5. Gone With The Wind – I know it is one of the greatest movies of all time. It was just way too long. We are men, we have tiny little brains, and we don’t have any kind of attention span that is longer than it takes to complete a football game.

6. Steel Magnolias – Too much drama, too many issues, and too much crying. Yes, I did actually watch this movie, and although I liked Olympia Dukakis and Shirley MacLaine going at each other, I would rather have watched “Honey, I  Shrunk The Kids” which came out at the same time.

7. Grease / Dirty Dancing – Two separate movies, but same affect. We don’t like to dance. We look stupid doing it. If it wasn’t for slow songs, we may never know what a dance floor feels like. That is reason enough, but I will throw in this for good measure: No one puts Baby in a corner. Nice hair Swayze.

8. Breakfast at Tiffany’s – Another exploitation movie to increase sales of jewelry and brainwash men into spending their hard earned money on a “little blue box”.

9. On Golden Pond – Oh Norman, Please spare me this one. Superb actors and actresses, I will give you that but it fails in comparison to Porky’s (I, II or III).

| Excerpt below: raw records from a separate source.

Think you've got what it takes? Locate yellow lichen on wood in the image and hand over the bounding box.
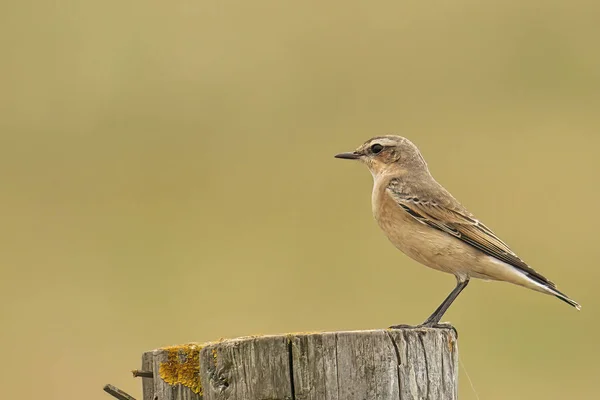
[159,344,204,395]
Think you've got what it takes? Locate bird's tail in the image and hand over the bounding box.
[548,288,581,310]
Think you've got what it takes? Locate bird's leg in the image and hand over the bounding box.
[390,276,469,329]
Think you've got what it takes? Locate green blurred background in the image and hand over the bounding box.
[0,0,600,400]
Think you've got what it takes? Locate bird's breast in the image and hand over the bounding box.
[372,187,478,274]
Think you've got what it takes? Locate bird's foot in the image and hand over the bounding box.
[389,321,454,329]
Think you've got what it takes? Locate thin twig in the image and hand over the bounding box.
[104,385,135,400]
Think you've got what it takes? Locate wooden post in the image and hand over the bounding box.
[138,327,458,400]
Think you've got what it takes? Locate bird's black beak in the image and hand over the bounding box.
[335,152,360,160]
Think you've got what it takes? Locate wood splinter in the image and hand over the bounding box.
[104,385,135,400]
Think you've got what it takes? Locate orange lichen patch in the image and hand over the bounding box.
[159,343,204,395]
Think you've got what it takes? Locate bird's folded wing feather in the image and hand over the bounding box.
[387,186,555,287]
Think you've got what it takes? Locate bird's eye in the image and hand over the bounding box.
[371,143,383,154]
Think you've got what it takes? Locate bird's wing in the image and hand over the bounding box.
[387,184,555,288]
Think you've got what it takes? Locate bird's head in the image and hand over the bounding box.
[335,135,428,177]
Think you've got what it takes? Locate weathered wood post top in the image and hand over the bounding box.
[140,327,458,400]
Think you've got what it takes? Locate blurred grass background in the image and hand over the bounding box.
[0,0,600,400]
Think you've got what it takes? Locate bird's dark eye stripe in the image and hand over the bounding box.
[371,143,383,154]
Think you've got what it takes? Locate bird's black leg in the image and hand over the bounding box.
[390,277,469,329]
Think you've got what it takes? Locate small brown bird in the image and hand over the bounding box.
[335,135,581,328]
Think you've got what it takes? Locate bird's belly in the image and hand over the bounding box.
[374,196,493,279]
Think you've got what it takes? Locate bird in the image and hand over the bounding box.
[335,135,581,328]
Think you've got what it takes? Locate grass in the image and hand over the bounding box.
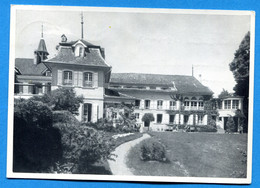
[127,132,247,178]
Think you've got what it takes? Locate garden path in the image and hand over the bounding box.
[108,134,150,175]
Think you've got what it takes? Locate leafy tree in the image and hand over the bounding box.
[218,88,231,98]
[226,116,236,133]
[142,113,154,130]
[13,99,62,172]
[229,32,250,131]
[33,88,83,115]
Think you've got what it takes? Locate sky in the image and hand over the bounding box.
[15,6,250,96]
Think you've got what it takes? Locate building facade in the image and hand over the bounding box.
[15,29,245,131]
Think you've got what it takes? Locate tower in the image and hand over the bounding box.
[34,25,49,64]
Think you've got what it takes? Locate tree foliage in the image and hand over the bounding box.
[226,116,236,132]
[229,32,250,131]
[218,88,231,99]
[33,87,83,115]
[13,100,62,172]
[142,113,154,123]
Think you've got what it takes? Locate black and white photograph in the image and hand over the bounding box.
[7,5,255,184]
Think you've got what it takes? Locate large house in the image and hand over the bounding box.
[15,24,245,131]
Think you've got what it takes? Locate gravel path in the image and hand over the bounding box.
[108,134,150,175]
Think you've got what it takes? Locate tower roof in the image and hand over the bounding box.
[37,39,49,55]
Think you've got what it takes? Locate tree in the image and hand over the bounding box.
[33,88,83,115]
[13,99,62,172]
[226,116,236,133]
[229,32,250,131]
[218,88,231,99]
[142,113,154,129]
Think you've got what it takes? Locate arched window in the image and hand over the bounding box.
[198,97,204,108]
[184,97,190,106]
[190,97,197,108]
[83,72,93,87]
[63,71,72,85]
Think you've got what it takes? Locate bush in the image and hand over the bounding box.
[14,99,52,128]
[140,139,166,161]
[13,100,62,172]
[54,118,113,173]
[53,111,80,125]
[197,125,217,132]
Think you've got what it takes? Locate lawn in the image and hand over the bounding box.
[127,132,247,178]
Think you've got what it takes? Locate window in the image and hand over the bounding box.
[44,71,51,76]
[169,115,175,124]
[79,47,84,57]
[112,112,117,119]
[84,72,93,87]
[198,115,203,124]
[184,97,190,106]
[135,100,140,109]
[190,101,197,107]
[83,103,92,122]
[144,100,150,109]
[170,101,176,110]
[232,100,239,109]
[224,100,231,109]
[157,114,162,123]
[190,97,197,108]
[63,71,72,85]
[198,101,204,107]
[157,100,163,109]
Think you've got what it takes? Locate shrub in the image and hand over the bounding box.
[226,116,236,132]
[140,139,166,161]
[54,115,113,173]
[197,125,217,132]
[14,99,52,128]
[13,100,62,172]
[53,110,80,125]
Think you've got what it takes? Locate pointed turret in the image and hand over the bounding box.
[34,26,49,64]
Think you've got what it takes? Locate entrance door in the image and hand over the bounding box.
[83,103,92,122]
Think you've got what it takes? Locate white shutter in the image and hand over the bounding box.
[93,72,98,87]
[78,72,83,87]
[23,83,29,94]
[92,103,98,122]
[74,71,78,86]
[180,114,184,125]
[195,115,198,125]
[57,70,62,85]
[140,100,144,109]
[203,115,208,125]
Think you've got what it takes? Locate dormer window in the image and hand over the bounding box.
[75,45,84,57]
[63,71,72,85]
[84,72,93,87]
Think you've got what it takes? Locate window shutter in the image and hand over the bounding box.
[74,71,78,86]
[203,115,208,125]
[140,100,144,109]
[78,72,83,87]
[57,70,62,85]
[23,83,29,94]
[92,104,98,122]
[93,72,98,87]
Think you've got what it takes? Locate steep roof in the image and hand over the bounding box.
[110,73,213,95]
[45,40,110,67]
[37,39,49,54]
[15,58,47,76]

10. Ghost – Enough with your love affair with Patrick Swayze. I liked him too in Road House when he was beating up everyone. I just can’t promote any movie that tries to make you cry with a line like “Ditto”.

That’s my list. I hope it did not offend anyone, that was not the goal of this exercise. I only do this to entertain. To show I am not the chauvinist pig you think I am, I will watch either Rudy or Brians Song this week to get in touch with my sensitive side. Then I will watch Mad Max to even things out again. Have a great week. See you at the movies!